Let the training begin! It was our first warmish spring day and I decided to venture out for a run. The Black Keys were jamming on my iPod and I was ready to show this run how it’s done. I’m not sure if it was the excitement of the warmer weather, or the fact that my marathon-running neighbor was outside watching my start, but I went out way too fast and by the time I rounded the second block I was about out of steam. This was not exactly the confidence booster I needed to begin training.

Conquering the Mental Mountains

Running distance as an adult is mostly a mental game. The thousands of people running with you on race day do not care about your time, or even if you finish. You are the one who is accountable for your run. You can be your best ally or your worst opponent mentally. The outcomes of many of my runs have been determined before I even left my driveway. So, today I’m going to give you some tips to make it over the mental mountains involved in running distance.

Breaking Down the Race

For me it helps to break the run down into sections. I learned this in high school while running the half-mile in track. I would get so frustrated because at competitions there were two girls I could never beat. I would be neck-and-neck with them and then at the end they would blow me away. Finally one day my coach taped a race to show me the secret. He told me that I needed to stop racing for the finish line. He taught me to break my race down into 100- and 200-meter segments and run them very specifically. He showed me that the girls I raced against would even fall behind me after the 300-meter mark because they would give themselves a break so they could put everything into their last stretch.

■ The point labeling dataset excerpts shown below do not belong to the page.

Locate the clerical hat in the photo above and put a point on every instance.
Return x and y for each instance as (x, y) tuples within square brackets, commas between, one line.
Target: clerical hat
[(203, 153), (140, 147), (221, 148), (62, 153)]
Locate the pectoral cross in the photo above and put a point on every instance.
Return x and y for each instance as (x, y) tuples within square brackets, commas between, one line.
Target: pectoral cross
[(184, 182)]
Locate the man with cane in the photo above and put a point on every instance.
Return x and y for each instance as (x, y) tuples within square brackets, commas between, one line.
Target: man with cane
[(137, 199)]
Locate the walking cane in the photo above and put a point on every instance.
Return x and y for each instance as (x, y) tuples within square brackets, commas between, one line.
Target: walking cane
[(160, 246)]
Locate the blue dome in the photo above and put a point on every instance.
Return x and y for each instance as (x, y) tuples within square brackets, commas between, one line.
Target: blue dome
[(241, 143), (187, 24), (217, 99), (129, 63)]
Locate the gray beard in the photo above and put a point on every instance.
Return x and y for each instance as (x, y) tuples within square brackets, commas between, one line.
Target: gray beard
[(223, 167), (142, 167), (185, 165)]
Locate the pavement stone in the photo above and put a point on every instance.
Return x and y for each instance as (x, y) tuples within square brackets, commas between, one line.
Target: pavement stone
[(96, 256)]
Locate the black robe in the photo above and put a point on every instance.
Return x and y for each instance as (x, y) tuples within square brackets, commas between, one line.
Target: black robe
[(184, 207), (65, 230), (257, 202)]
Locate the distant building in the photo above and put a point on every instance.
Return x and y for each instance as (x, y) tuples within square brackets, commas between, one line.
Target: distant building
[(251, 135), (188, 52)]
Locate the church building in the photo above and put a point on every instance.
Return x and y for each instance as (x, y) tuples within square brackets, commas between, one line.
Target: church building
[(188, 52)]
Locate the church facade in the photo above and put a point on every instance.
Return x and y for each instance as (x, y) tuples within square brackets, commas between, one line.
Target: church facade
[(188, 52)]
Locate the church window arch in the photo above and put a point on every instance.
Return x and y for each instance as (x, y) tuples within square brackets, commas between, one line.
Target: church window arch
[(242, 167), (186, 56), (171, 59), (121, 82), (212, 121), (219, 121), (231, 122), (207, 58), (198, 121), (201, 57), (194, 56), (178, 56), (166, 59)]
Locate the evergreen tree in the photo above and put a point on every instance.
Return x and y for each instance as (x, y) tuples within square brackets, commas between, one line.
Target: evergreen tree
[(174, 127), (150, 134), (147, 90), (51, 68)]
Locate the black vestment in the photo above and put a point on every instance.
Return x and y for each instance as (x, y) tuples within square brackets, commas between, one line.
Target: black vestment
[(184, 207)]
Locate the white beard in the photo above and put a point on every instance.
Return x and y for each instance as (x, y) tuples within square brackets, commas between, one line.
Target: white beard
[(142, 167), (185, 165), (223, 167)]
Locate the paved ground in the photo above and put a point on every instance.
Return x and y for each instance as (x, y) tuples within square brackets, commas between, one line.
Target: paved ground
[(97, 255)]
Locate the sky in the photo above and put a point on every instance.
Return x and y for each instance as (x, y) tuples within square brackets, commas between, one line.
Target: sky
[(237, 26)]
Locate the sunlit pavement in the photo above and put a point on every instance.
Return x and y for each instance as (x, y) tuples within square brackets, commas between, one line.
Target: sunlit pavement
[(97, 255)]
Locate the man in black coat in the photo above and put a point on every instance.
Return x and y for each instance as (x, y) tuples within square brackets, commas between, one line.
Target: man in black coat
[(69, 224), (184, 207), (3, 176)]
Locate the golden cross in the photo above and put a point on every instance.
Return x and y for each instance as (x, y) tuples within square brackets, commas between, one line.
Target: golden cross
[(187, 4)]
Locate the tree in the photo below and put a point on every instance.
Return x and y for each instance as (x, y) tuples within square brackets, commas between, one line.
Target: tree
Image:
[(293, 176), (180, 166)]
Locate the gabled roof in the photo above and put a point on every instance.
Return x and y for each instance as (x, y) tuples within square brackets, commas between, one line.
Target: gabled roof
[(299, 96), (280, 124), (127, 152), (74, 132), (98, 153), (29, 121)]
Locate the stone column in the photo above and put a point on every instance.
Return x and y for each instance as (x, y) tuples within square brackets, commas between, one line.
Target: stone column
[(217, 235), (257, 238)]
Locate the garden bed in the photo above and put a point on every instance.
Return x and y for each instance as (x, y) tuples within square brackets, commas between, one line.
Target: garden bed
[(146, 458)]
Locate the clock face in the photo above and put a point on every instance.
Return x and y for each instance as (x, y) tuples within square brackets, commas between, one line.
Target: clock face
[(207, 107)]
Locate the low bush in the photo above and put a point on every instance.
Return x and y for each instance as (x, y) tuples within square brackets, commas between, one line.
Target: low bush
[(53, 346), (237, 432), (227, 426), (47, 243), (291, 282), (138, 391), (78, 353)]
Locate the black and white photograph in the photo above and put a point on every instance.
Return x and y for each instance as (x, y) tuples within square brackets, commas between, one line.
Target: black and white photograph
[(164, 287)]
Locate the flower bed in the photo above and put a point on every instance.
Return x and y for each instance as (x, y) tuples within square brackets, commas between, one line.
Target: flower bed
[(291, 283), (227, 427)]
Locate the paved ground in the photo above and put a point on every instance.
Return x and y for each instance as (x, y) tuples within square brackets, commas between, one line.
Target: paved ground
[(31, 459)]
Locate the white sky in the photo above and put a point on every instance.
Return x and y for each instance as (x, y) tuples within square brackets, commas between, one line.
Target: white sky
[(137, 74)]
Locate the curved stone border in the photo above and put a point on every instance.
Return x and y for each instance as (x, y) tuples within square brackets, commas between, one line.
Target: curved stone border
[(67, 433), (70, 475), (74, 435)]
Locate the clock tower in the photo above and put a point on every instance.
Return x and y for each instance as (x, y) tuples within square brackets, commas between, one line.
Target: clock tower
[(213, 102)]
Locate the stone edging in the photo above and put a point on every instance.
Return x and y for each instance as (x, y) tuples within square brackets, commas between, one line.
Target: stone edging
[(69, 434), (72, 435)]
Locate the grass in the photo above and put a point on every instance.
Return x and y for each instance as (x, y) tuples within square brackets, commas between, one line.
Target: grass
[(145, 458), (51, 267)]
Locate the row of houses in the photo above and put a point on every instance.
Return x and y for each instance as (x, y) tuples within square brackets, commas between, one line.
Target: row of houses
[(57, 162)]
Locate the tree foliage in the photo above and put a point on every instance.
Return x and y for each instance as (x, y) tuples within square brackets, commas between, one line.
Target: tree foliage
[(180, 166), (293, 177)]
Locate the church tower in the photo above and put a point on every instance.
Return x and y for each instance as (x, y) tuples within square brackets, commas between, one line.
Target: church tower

I’ve applied this logic to my training. If I run and only think about the last stretch, I’m not being mentally present to realize how I am running right now. Three miles may as well be 100 miles if I’m not mentally open to running this race. This is why I start training in small intervals.

Pace Yourself

My first few days I set out to run/walk one mile. I can allow myself to walk, but I try to run at least three-quarters of the distance. Each week I increase it gradually in either distance or time. By the time the race comes I make sure that I can run 30 minutes or 3 miles at a nice jog without needing to stop. The day of the race I also cut the distance down. I run the first mile harder because of the adrenaline from the crowd and the other runners (there will be people at each mile marker, so you will know how much you have left). I alternate between easier and faster half-miles until I get to the last half-mile when I pour it on for a strong finish. Knowing I get to run a little slower for a half-mile sometimes is mentally what I need to be able to go the distance.

This training may not work for you, but the point is to find something that does. Running distance involves removing our mental handicap of thinking we can’t do it. Things are only impossible if you tell yourself they are. Breaking my run into smaller, more manageable sections made me a better runner, both in my former track days and now for my 5K runs. I hope it will work for you, too. Happy training!